I trained a vanilla Bert Model.
model = BertModel.from_pretrained(‘bert-base-uncased’, num_labels = 4,
output_hidden_states=True,
output_attentions=True)
That I trained. I’m using multi label classification, so I train this model with an extra logit layer attached to it, then summed the results. Code for running it is below
def validation_nn():
prob_list = []
input_ids = [[101,4769, 77, 102, 0, 0]]
mask = [[1, 1, 1, 1, 0, 0]]
model.eval()
outputs = model(torch.tensor(input_ids), attention_mask=torch.tensor(mask) )
last_hidden_state = outputs.last_hidden_state
summed_final_hidden_state = torch.sum(last_hidden_state, 1)
logits = logit_layer(summed_final_hidden_state)
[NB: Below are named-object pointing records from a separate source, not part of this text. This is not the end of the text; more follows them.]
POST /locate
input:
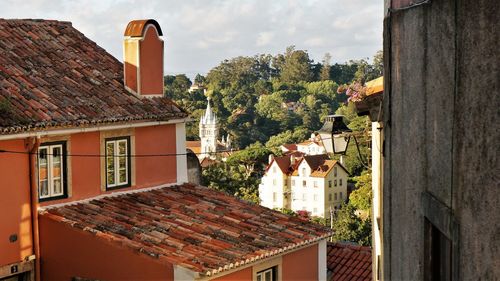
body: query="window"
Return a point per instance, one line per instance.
(117, 162)
(52, 171)
(270, 274)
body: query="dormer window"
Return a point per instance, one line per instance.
(52, 171)
(117, 162)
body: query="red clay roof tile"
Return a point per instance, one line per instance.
(349, 262)
(191, 226)
(51, 75)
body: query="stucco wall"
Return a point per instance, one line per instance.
(15, 215)
(67, 252)
(441, 134)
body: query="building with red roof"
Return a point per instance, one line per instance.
(93, 168)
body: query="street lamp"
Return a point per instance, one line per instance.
(335, 134)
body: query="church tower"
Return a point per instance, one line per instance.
(209, 131)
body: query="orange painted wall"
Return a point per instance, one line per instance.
(149, 171)
(151, 63)
(130, 64)
(301, 265)
(68, 252)
(15, 216)
(155, 170)
(244, 274)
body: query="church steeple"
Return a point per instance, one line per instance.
(209, 132)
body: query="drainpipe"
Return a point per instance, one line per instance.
(33, 145)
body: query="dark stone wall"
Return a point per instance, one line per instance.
(441, 109)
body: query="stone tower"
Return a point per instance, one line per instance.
(209, 131)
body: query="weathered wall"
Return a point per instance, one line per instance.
(15, 215)
(441, 112)
(67, 252)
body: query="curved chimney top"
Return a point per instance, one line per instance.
(136, 28)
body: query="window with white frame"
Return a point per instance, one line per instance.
(117, 162)
(270, 274)
(52, 171)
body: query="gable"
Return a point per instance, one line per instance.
(52, 76)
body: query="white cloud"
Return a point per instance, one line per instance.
(264, 38)
(199, 34)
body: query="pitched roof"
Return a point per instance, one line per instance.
(320, 165)
(194, 227)
(349, 262)
(290, 147)
(51, 75)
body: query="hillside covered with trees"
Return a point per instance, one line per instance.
(265, 101)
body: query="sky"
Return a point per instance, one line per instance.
(199, 34)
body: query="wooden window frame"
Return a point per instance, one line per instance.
(128, 162)
(64, 170)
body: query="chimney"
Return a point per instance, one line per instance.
(271, 158)
(143, 58)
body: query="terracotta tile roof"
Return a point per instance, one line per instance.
(290, 147)
(195, 227)
(51, 75)
(349, 262)
(285, 162)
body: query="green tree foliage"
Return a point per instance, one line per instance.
(361, 198)
(347, 226)
(287, 137)
(295, 66)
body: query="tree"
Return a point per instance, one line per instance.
(325, 69)
(347, 226)
(361, 198)
(296, 66)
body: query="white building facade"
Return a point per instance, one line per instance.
(314, 184)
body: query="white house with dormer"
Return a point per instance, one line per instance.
(311, 183)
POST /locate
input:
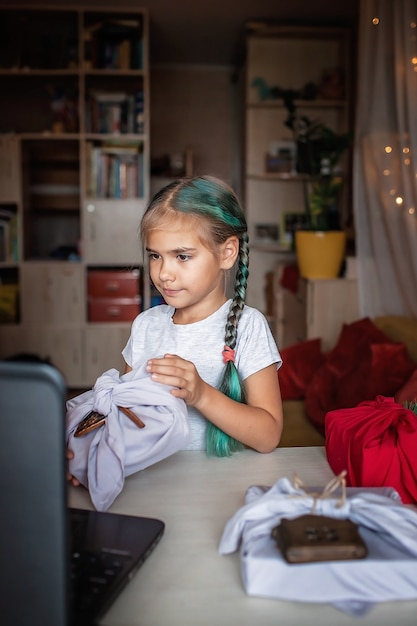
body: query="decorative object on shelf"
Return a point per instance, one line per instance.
(266, 234)
(281, 157)
(319, 253)
(320, 246)
(319, 149)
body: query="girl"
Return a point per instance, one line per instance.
(218, 353)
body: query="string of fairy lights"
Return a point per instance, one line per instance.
(406, 150)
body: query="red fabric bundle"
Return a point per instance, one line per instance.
(363, 364)
(300, 362)
(376, 443)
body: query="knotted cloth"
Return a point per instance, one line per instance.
(376, 442)
(105, 456)
(389, 529)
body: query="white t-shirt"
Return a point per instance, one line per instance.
(154, 334)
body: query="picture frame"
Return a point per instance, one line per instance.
(281, 157)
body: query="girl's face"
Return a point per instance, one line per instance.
(188, 275)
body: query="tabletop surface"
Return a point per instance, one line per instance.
(186, 581)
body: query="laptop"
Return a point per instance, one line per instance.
(60, 566)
probs = torch.sigmoid(logits)
prob_list.append(probs)
print(outputs[-1])
#print('probs', probs)
return prob_list
probs = validation_nn()
Here is a snippet of the output
tensor([[[[0.2019, 0.1652, 0.0762, 0.5566, 0.0000, 0.0000],
[0.2206, 0.1417, 0.3824, 0.2552, 0.0000, 0.0000],
[0.0319, 0.1476, 0.6395, 0.1810, 0.0000, 0.0000],
[0.4228, 0.1063, 0.1553, 0.3157, 0.0000, 0.0000],
[0.1468, 0.1533, 0.4655, 0.2344, 0.0000, 0.0000],
[0.1618, 0.1286, 0.4877, 0.2219, 0.0000, 0.0000]],[[0.9799, 0.0092, 0.0029, 0.0080, 0.0000, 0.0000], [0.0043, 0.0714, 0.9032, 0.0212, 0.0000, 0.0000], [0.2281, 0.1369, 0.4741, 0.1608, 0.0000, 0.0000], [0.3400, 0.3117, 0.0927, 0.2557, 0.0000, 0.0000], [0.0053, 0.1026, 0.7928, 0.0992, 0.0000, 0.0000], [0.0063, 0.0944, 0.8022, 0.0971, 0.0000, 0.0000]],
As you can see, the two columns to the far right, which should be masked, are zero’d out, as they should be. But I get two more rows which are not zero’d out. When I go to sum my results, these mask vectors are added, which obviously messes up my results. I imagine having these non zero’d vectors messes up the training as well. Is there a way to zero out the rows, which belong to mask tokens?